L’emergenza coronavirus «ha suscitato reazioni sproporzionate». Reazioni, come la corsa ai supermercati, che «hanno generato enormi paure per cose piccole, desideri meschini che hanno soffocato i grandi desideri». Le parole dell’arcivescovo di Milano, monsignor Mario Delpini, sono risuonate in una chiesa vuota, con i fedeli che hanno seguito la messa in streaming. Un riferimento all’attualità contenuto nell’omelia pronunciata ieri nel santuario della Madonna delle lacrime di Treviglio, per la prima volta a porte chiuse da quando si ricorda il miracolo del 28 febbraio 1522, quando l’affresco della Vergine lacrimò convincendo il generale Lautrec a risparmiare la cittadina. Delpini oggi celebrerà la messa della domenica di inizio Quaresima nel Duomo di Milano. I fedeli potranno seguirla, dalle 11, in diretta su Rai3.
Milano, 1 marzo 2020 - L' orizzonte è più luminoso e promettente di quello che uno sguardo miope riesce a vedere. La parola amica chiama a una vocazione più alta e gloriosa delle aspettative degli uomini e delle donne del nostro tempo e anche l’abisso del male è più profondo, insidioso, spaventoso di quanto la gente sia disposta a riconoscere. La minaccia è più grave e insidiosa di quanto sia percepito. Il messaggio dunque è: "Evitiamo la banalità". Ecco a che cosa siamo chiamati. Dovremmo sentire una specie di fastidio per le parole inutili, dovremmo avvertire una specie di insofferenza per le semplificazioni sbrigative che liquidano i problemi con una battuta, che squalificano il pensiero con un sorriso di compatimento, dovremmo soffrire come di una offesa all’intelligenza la circolazione di luoghi comuni sottratti a ogni argomentazione, slogan brillanti che non significano niente e non comportano alcuna responsabilità.

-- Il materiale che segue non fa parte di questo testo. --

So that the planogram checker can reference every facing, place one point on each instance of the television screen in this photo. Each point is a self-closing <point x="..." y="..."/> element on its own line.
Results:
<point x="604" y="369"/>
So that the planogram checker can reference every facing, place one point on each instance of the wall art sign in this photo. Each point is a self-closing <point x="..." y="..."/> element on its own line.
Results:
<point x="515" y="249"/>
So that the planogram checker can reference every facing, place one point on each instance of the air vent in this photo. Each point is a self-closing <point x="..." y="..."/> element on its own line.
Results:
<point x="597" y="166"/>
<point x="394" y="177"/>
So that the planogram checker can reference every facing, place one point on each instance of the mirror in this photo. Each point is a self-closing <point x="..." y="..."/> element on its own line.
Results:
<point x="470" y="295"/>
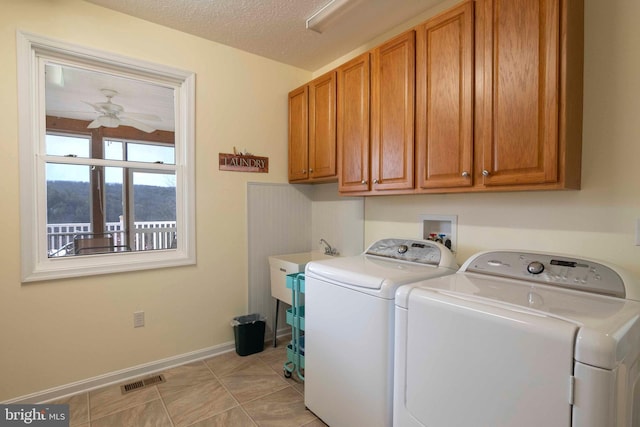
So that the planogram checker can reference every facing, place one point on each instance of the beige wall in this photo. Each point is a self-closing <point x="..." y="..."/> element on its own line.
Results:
<point x="55" y="333"/>
<point x="68" y="330"/>
<point x="597" y="221"/>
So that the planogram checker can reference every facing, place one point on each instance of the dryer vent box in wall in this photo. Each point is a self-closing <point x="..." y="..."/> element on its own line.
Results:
<point x="441" y="228"/>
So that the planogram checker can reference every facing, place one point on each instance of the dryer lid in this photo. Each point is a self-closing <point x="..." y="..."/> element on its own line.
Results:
<point x="608" y="328"/>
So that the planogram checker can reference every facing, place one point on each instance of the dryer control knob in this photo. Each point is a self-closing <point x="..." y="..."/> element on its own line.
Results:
<point x="535" y="267"/>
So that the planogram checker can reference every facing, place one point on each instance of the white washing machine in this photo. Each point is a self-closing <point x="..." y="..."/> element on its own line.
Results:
<point x="519" y="339"/>
<point x="349" y="327"/>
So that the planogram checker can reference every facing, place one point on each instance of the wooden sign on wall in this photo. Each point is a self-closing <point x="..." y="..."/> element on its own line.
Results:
<point x="243" y="163"/>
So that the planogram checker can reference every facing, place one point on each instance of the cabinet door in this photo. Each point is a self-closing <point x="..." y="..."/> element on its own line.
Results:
<point x="517" y="90"/>
<point x="353" y="125"/>
<point x="322" y="127"/>
<point x="298" y="134"/>
<point x="444" y="110"/>
<point x="392" y="113"/>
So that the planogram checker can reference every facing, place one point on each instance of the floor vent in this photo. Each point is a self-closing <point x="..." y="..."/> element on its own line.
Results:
<point x="145" y="382"/>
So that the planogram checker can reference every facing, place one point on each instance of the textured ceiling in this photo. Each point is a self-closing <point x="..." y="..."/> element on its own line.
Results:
<point x="276" y="28"/>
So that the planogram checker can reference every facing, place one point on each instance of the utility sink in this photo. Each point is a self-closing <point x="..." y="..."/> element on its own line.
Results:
<point x="281" y="265"/>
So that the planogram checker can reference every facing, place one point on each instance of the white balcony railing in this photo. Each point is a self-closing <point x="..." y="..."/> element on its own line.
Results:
<point x="148" y="235"/>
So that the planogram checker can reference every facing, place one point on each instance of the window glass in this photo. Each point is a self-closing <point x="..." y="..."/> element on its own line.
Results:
<point x="99" y="178"/>
<point x="65" y="145"/>
<point x="150" y="153"/>
<point x="113" y="150"/>
<point x="68" y="206"/>
<point x="154" y="211"/>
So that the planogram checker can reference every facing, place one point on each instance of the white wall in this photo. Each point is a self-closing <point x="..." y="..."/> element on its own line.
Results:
<point x="597" y="221"/>
<point x="284" y="219"/>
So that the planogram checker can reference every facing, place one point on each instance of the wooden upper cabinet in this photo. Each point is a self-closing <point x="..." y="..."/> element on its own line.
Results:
<point x="322" y="127"/>
<point x="298" y="134"/>
<point x="392" y="114"/>
<point x="353" y="125"/>
<point x="444" y="99"/>
<point x="312" y="130"/>
<point x="522" y="135"/>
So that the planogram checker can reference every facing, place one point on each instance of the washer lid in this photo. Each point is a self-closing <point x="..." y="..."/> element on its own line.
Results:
<point x="608" y="327"/>
<point x="371" y="272"/>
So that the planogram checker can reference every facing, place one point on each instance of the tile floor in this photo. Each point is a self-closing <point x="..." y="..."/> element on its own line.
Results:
<point x="226" y="390"/>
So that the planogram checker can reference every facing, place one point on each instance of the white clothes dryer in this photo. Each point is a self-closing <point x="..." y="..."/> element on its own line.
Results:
<point x="519" y="339"/>
<point x="349" y="327"/>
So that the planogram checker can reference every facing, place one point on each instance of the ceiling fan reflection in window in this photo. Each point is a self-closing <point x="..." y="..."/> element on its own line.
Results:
<point x="112" y="115"/>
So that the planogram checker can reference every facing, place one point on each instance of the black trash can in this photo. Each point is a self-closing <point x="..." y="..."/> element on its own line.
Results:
<point x="249" y="333"/>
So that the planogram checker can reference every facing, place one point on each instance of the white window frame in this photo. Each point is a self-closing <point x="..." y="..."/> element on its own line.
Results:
<point x="32" y="51"/>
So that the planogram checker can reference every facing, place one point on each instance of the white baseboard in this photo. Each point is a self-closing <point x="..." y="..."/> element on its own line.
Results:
<point x="121" y="375"/>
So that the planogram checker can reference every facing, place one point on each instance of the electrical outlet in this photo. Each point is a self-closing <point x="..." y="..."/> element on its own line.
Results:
<point x="138" y="319"/>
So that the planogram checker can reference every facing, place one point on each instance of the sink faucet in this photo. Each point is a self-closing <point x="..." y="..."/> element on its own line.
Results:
<point x="329" y="250"/>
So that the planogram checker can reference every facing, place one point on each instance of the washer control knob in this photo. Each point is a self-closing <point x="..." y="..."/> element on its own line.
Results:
<point x="535" y="267"/>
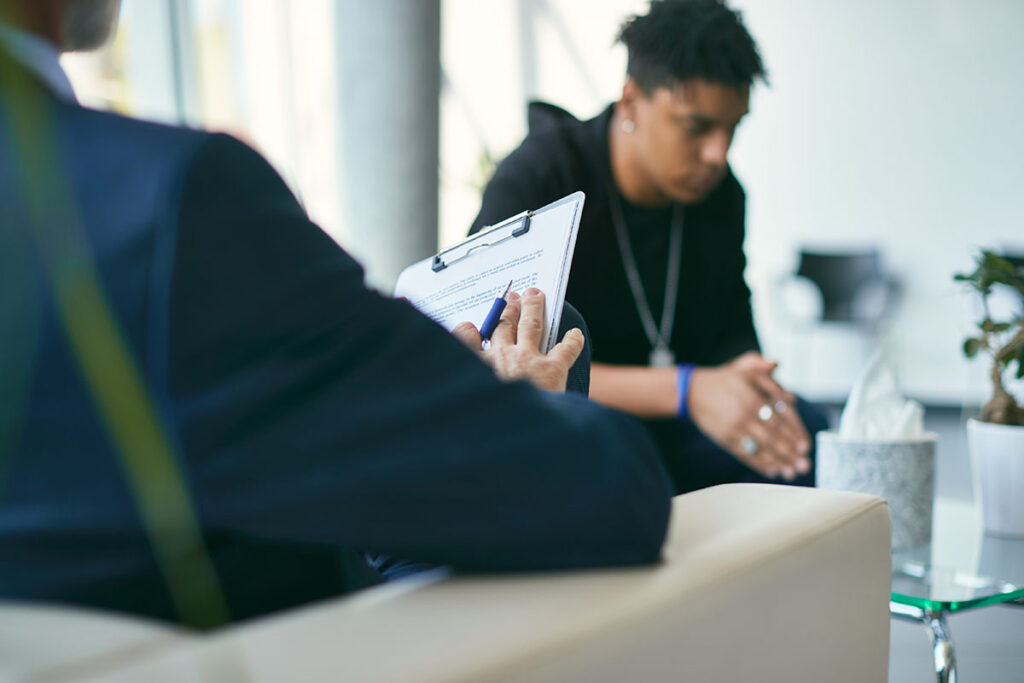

Il bene , la vocazione a cui siamo chiamati, è più alto della banalità. Il male che ci insidia è più profondo di quello che sta nei discorsi banali. Da questo santuario così luminoso, restaurato, che fa risplendere i suoi colori e immagini che raccontano le sue storie, raggiungo case in cui non sono mai stato, sorrido a persone che non ho mai avuto occasione di incontrare. Attraverso la televisione mi faccio presente là dove sono le cose, i ritmi, le relazioni che fanno di un oggetto una casa, che fanno di quattro mura la dimora di persone che vivono, amano, soffrono, sperano. Entro in tutte quelle case che vogliono accogliere il messaggio che dice: "Quella che voi fate non è una vita banale, quelle cose che voi trattate, quelle persone con cui siete in relazione non si possono ridurre a chiacchiere banali, ad abitudini logorate dal tempo".
Andiamo oltre la banalità, restituiamo alle cose, ai rapporti, alle quotidiane abitudini la loro grandezza, riconosciamo anche nel male l’abisso che ci spaventa, evitiamo valutazioni sbrigative di fronte a pericolo e all’abisso del male. La minaccia di Lautrec alla città di Treviglio era quella di scatenare il saccheggio, la violenza, la strage. Non voleva entrare nella città solo per dare un severo rimprovero a una popolazione poco ospitale ma operare una vendetta spietata. Si resta sconcertati di fronte all’abisso del male. Come può l’uomo progettare una strage? Per quale abisso insondabile di cattiveria può sorgere un proposito così inflessibile? La banalità, la superficialità, l’emotività induce a ingigantire quello che è piccolo e a non percepire e a non vigilare su quello che decide della vita e della morte.
L’allarme di questi giorni ha suscitato reazioni emotive sproporzionate e ha contribuito però a distrarre dalle domande più profonde, dal percepire inquietudini nel confronto con l’abisso, con lo smarrimento di fronte all’insensato, alla tragedia incomprensibile del soffrire e del morire. Le reazioni che ho potuto constatare in questi giorni hanno generato enormi paure per cose piccole, hanno suscitato desideri meschini che hanno soffocato grandi desideri e paure veramente spaventevoli. Q ualche volta sembrava che la cosa più importante fosse: "Ah se avessi il frigo pieno, per non pensare al vuoto che ho dentro il cuore. Ah se avessi un rimedio palliativo per non pensare all’insidia mortale che mi atterrisce". Oltre la banalità siamo chiamati a confrontarci con l’abisso impenetrabile e insieme siamo chiamati ad andare oltre la banalità nel formulare le nostre attese. Oltre la banalità noi contempliamo a quale altezza siamo chiamati, quanto è grande il mistero di Dio di cui siamo resi partecipi".